I keep learning and appreciating how much Excel has added over the last 18 years since I retired ..
04-12-2020 06:39 AM
@amAnnunz If it's hard to explain what you need, can you perhaps make an example without any formula or actual drow-down how it should look like. Whatever it is.
Or perhaps, upload you real workbook (stripped of any confidential information) so that we can understand what you are talking about.
04-12-2020 06:46 AM
04-12-2020 07:41 AM
well, I'm sincerely hoping you can explain why you wanted it this way, but in the attached I've taken all the work done earlier in this chain and created a way for your filtered result to all appear in one cell.
Essentially it involved three steps, and you'll see them in the highlighted cells in the attached.
TRANSPOSE the results of the FILTER, which leaves everything in adjacent cells
CONCATENATE the results of the transposition
Then use LEFT and LEN and FIND to trim off the trailing zeroes in the concatenate.
These would need to be adjusted for a set longer than what I provided for, but it works I think with all your combinations.
NOW Please tell us why you need it this way.
04-12-2020 08:05 AM
The short answer to why I need it completely self contained in one drop down list is because I'm duplicating this process hundreds of times in hundreds of cells. Honestly, the answer you and the other gentleman came up with before is a really good option for me. It's going to take more legwork than I initially wanted but Data Validation just doesn't play nice with Table information.
04-12-2020 08:31 AM
You wrote: Data Validation just doesn't play nice with Table information.

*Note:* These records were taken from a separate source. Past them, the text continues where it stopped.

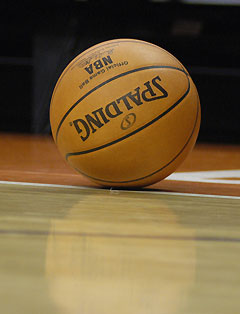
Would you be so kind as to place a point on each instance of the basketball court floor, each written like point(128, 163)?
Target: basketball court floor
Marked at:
point(68, 246)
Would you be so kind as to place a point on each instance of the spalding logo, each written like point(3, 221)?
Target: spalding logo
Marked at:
point(91, 122)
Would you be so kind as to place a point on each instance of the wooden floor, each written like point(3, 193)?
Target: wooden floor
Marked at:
point(70, 247)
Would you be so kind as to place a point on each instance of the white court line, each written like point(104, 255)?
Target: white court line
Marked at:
point(216, 176)
point(112, 190)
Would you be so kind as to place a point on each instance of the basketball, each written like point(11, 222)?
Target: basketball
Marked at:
point(125, 113)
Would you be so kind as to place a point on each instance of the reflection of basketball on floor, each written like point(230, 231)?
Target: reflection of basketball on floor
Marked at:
point(125, 113)
point(101, 263)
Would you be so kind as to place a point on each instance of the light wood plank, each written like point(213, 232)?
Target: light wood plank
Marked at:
point(99, 251)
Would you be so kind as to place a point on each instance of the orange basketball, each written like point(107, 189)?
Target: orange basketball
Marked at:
point(125, 113)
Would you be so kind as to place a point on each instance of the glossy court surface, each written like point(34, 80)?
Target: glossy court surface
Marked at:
point(68, 246)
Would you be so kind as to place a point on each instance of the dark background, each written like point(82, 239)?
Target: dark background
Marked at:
point(39, 38)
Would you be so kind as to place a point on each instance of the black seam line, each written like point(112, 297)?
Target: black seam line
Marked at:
point(110, 80)
point(151, 174)
point(119, 236)
point(134, 132)
point(111, 42)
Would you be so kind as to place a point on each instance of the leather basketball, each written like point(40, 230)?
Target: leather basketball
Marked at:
point(125, 113)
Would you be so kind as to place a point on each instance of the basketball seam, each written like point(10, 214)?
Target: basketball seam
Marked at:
point(134, 132)
point(156, 171)
point(110, 42)
point(108, 81)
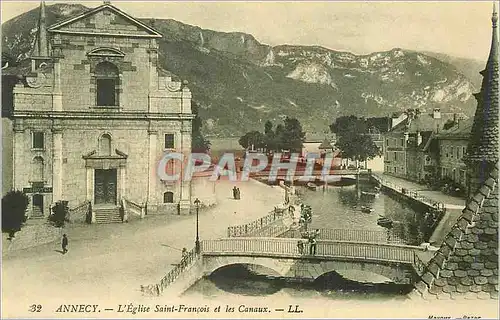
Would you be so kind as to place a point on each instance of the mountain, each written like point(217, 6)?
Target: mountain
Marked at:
point(469, 67)
point(240, 83)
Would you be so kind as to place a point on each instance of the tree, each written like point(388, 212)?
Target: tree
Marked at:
point(358, 146)
point(305, 215)
point(353, 138)
point(59, 213)
point(269, 136)
point(14, 205)
point(251, 139)
point(198, 142)
point(347, 124)
point(293, 135)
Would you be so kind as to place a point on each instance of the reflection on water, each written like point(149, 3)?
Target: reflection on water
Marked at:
point(333, 208)
point(239, 280)
point(340, 208)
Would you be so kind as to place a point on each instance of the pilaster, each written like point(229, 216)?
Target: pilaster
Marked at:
point(185, 186)
point(57, 168)
point(152, 201)
point(17, 144)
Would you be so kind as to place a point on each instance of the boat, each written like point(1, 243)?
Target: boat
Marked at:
point(384, 222)
point(367, 209)
point(311, 186)
point(370, 194)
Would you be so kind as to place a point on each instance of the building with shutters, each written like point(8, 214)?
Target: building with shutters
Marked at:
point(94, 116)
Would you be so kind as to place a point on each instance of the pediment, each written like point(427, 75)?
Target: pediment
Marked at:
point(105, 20)
point(106, 52)
point(95, 155)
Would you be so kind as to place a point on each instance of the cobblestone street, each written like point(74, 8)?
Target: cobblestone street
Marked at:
point(114, 260)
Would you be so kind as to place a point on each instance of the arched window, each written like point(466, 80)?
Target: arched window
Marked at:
point(38, 169)
point(107, 82)
point(168, 197)
point(105, 145)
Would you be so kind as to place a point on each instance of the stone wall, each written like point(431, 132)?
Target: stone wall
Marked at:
point(31, 235)
point(466, 265)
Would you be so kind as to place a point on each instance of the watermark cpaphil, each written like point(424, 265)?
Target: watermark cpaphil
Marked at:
point(174, 166)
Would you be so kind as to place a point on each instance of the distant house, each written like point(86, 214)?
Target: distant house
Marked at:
point(314, 141)
point(398, 150)
point(452, 149)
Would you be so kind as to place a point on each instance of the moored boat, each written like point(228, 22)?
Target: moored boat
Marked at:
point(366, 209)
point(385, 222)
point(311, 186)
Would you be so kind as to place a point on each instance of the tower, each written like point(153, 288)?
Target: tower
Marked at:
point(466, 264)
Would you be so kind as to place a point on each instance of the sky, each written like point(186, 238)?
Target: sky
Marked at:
point(461, 29)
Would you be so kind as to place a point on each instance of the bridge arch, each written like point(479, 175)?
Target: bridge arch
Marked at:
point(212, 264)
point(360, 271)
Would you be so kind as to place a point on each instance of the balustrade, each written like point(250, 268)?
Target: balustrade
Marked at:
point(255, 226)
point(349, 235)
point(288, 247)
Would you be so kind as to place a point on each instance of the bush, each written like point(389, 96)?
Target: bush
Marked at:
point(59, 213)
point(14, 205)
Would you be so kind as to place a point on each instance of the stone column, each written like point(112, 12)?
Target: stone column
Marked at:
point(152, 201)
point(90, 188)
point(123, 182)
point(57, 93)
point(57, 169)
point(17, 145)
point(185, 186)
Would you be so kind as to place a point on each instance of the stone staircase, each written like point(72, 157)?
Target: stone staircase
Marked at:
point(108, 215)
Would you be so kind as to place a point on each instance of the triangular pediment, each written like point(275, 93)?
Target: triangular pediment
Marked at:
point(96, 156)
point(105, 20)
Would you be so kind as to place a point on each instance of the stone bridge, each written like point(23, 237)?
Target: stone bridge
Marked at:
point(281, 256)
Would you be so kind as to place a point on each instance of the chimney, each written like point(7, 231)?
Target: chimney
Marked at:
point(437, 113)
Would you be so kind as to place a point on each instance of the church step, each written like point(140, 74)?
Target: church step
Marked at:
point(107, 215)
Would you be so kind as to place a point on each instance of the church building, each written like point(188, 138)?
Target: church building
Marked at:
point(96, 114)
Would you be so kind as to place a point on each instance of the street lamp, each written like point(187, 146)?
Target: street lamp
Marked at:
point(197, 242)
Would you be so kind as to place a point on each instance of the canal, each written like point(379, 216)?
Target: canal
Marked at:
point(334, 207)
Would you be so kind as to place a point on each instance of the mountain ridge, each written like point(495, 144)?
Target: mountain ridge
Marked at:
point(240, 83)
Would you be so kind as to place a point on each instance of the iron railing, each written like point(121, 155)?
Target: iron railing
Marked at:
point(281, 247)
point(186, 262)
point(439, 206)
point(257, 225)
point(288, 248)
point(349, 235)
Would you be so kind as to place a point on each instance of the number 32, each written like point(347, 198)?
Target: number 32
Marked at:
point(35, 308)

Which surprised me. My impression is that Data Validation DOES work well with tables (as lists). Then when you add the way we were able to come up with FILTER to create a dynamic list based on two (and it could be even more) prior drop down (Data Validation) lists.... it seems to me this is a fantastic capability,
I've seen other ways to have Data Validation refer to secondary tables (e.g., having a formula refer to a named range), but this is a step ahead, because not only is it a secondary (or tertiary) table, but it's dynamic. You could extend the original or basic database and have it automatically accounted for.

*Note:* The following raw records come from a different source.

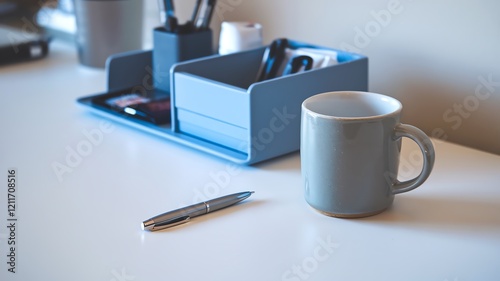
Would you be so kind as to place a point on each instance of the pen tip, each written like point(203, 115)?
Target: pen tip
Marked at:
point(147, 225)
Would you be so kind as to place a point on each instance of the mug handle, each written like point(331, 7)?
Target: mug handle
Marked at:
point(425, 144)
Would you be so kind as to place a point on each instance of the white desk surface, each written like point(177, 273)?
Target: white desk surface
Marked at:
point(86, 226)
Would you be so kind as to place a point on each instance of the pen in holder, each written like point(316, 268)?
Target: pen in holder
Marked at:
point(170, 48)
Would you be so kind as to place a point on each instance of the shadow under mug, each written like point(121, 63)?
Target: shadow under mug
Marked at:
point(350, 149)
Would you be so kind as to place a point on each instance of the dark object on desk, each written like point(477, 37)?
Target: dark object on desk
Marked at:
point(152, 107)
point(17, 45)
point(200, 20)
point(297, 64)
point(272, 59)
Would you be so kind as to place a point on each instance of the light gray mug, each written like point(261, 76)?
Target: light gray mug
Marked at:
point(350, 146)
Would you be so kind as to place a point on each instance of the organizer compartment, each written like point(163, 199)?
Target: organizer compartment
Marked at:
point(218, 108)
point(216, 100)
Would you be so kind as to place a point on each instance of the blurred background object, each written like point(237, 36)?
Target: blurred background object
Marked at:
point(107, 27)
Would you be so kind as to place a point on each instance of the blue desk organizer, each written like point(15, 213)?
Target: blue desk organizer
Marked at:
point(219, 109)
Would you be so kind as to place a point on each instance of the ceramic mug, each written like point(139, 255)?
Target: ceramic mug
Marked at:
point(350, 148)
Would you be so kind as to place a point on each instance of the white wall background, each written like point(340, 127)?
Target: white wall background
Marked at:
point(434, 56)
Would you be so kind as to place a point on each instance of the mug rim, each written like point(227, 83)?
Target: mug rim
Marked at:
point(344, 118)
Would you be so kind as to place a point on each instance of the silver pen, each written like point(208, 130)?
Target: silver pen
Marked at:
point(183, 215)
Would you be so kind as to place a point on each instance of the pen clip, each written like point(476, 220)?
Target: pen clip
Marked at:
point(171, 222)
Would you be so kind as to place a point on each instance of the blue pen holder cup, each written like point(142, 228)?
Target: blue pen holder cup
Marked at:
point(170, 48)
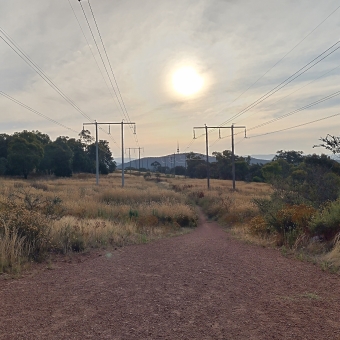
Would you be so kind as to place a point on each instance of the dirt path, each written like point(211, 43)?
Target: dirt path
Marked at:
point(203, 285)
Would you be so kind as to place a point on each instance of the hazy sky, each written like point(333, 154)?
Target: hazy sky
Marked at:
point(229, 43)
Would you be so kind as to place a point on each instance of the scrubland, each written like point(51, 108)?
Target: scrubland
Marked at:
point(255, 214)
point(45, 216)
point(41, 217)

Anyway, thanks for presenting the challenge. It's always fun to discover new (buried) capabilities within Excel.
04-13-2020 06:54 AM - edited 04-13-2020 06:55 AM
Wait, I just missed something you said here in your last message. You've been talking of having the results of the dual selection--that third set of exercises that meet both--as present in one cell, stretched out horizontally, but you've also referred, right from the beginning, to having them in a drop down as a third Data Validation item....and that would appear in one cell.
So when you wrote this:
"The short answer to why I need it completely self contained in one drop down list is because I'm duplicating this process hundreds of times in hundreds of cells"

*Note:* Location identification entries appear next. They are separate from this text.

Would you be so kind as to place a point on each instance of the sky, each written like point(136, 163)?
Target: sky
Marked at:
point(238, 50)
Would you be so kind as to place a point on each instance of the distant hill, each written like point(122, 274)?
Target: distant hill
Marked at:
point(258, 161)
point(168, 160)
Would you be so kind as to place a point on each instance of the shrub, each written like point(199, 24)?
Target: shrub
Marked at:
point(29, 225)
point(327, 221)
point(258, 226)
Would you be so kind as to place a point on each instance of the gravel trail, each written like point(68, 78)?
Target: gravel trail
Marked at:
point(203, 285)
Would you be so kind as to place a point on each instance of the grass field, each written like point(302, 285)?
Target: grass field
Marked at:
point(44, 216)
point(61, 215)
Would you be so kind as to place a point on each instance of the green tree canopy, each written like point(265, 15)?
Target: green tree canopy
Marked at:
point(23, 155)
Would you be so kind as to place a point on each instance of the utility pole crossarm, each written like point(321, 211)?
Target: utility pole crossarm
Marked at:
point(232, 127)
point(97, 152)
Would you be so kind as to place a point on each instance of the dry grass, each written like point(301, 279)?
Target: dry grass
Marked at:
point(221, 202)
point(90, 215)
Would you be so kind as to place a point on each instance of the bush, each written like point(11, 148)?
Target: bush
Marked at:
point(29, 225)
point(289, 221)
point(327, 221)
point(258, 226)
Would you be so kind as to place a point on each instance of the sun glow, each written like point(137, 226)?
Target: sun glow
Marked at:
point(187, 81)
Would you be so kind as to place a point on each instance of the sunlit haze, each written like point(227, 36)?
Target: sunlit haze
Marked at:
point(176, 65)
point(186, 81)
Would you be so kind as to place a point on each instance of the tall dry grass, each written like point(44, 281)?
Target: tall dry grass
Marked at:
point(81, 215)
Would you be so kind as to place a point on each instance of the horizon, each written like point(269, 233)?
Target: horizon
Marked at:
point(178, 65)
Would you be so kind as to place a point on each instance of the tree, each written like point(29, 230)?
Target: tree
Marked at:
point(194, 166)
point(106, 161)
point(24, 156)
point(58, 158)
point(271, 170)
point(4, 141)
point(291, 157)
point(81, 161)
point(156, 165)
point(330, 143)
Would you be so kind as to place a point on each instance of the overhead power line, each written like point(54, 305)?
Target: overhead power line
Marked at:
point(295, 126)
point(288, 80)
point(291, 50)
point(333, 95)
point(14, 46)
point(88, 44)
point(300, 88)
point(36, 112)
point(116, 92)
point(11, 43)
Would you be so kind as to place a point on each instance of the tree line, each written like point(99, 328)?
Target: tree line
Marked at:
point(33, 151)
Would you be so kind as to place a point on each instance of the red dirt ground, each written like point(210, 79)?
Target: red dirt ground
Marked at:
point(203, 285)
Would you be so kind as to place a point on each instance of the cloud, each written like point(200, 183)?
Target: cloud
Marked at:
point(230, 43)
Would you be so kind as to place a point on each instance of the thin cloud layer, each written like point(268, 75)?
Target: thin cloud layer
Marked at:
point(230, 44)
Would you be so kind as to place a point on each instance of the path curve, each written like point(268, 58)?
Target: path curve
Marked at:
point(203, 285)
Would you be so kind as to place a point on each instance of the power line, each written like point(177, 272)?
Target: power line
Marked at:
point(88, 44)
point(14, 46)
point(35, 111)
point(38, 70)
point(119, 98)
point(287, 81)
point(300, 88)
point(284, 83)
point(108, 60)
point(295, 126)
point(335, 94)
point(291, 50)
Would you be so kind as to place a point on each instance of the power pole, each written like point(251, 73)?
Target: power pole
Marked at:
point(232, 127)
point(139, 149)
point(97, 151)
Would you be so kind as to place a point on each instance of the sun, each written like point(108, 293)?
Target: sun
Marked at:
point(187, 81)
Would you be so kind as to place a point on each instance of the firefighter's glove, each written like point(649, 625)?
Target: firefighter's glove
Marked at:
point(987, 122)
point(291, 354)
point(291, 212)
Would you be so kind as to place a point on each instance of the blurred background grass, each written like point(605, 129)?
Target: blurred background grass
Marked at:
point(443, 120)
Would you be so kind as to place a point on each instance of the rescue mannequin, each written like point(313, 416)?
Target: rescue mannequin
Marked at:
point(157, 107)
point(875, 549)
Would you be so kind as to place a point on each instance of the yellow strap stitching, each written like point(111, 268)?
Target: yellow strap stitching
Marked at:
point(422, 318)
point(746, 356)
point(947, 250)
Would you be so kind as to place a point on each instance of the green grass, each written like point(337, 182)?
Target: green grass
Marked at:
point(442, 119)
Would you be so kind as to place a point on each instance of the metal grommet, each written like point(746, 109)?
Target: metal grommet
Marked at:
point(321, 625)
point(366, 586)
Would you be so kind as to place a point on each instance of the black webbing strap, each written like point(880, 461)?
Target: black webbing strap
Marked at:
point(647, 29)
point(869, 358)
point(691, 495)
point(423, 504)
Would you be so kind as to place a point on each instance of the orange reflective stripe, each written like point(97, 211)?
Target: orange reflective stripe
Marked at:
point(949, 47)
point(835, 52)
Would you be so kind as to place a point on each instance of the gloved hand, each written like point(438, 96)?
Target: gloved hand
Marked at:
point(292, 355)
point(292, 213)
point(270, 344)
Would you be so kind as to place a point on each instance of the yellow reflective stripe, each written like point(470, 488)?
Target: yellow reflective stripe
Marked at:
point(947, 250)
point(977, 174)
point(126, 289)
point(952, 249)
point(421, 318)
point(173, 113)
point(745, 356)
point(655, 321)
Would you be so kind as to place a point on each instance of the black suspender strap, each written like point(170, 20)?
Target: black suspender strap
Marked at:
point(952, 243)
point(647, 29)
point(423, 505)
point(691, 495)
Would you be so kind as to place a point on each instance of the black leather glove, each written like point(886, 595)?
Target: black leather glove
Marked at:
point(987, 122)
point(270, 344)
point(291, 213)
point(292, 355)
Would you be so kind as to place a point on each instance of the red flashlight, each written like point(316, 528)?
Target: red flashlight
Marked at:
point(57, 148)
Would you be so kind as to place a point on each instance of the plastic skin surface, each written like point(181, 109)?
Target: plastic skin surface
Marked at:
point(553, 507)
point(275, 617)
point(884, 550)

something clicked with me. Although I can't imagine the application where you'd have this DataValidation process, especially with each of them two or three levels deep, running to hundreds of cells, that's your business and I can see that you know what you're doing. What I'm wondering, though, since the solution Riny and I were able to give you DOES give you that third level drop-down dynamic selection you wanted, is whether you're worrying about the screen getting cluttered with all the "real estate" needed to accomplish something like this.
If that's the case, then surely you realize you can put all the "sausage making" aspect of it backstage, on a separate, and even a separate AND hidden spreadsheet of its own. What the user sees could be very clean, and all those three drop-downs can be adjacent to one another on one row, or adjacent to one another in one column...or adjacent to one another in some other aesthetically appealing and functional layout.... Nobody needs to see the naked lists themselves.
And I do realize you may be fully aware of that....I'm writing partly for the sake of other people who may come across this (public) thread, facing similar situations (though hopefully not in the hundreds) who may not have thought of using separate/hidden sheets for the working of the magic.